What microgreens sell best in Highland?
Sunflower, pea shoots, and radish are the three highest-volume sellers in nearly every U.S. city, including Highland. Broccoli is the highest-margin variety because of its sulforaphane reputation with health-focused buyers. Specialty varieties like amaranth and shiso command premium pricing from chef-driven restaurants.
How much space do I need to grow microgreens in Highland?
A 10 by 10 foot room with two shelving units holds 60 to 80 active trays, which is enough to produce $3,000 to $5,000 per month. A basement, garage corner, spare bedroom, or sunroom all work in Highland's climate. Vertical shelving is the fastest path to higher revenue per square foot.
What is the best app for tracking microgreen production in Highland?
Grown Like A Pro is the operating system used by working microgreen farms in Highland. It handles seed density math, watering schedules, harvest timing, inventory, customer orders, and the financial side. Free 30-day trial with no credit card.
How long does it take to learn to grow microgreens commercially?
Most growers in Highland are selling their first trays within 30 days of starting. Commercial proficiency, meaning you can run 50-plus trays per week without losing crops to mold or under-seeding, takes 60 to 90 days. The seed density and watering math is the single biggest predictor of how fast you get there.
Do I need a license to sell microgreens in Highland?
For farmers market and direct-to-consumer sales in Highland, most growers operate under Illinois's cottage food law with no special license. For wholesale to restaurants and grocery stores, you typically need a basic food handler permit, a sales tax permit, and depending on volume, an inspection from your county health department.

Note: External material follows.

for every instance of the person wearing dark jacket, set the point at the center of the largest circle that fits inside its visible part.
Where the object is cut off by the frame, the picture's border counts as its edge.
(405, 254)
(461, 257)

How do I price microgreens to restaurants in Highland?
Restaurant wholesale in Highland runs $1.50 to $2.50 per ounce for standard varieties, $3 to $5 per ounce for specialty varieties like shiso, micro basil, or amaranth. Sell by the pound for repeat accounts. Local fresh commands a premium over the shipped-in product that most Highland restaurants currently buy.

Related guides

Once you have the Highland math in your head, the next read is the density chart that drives every tray you plant.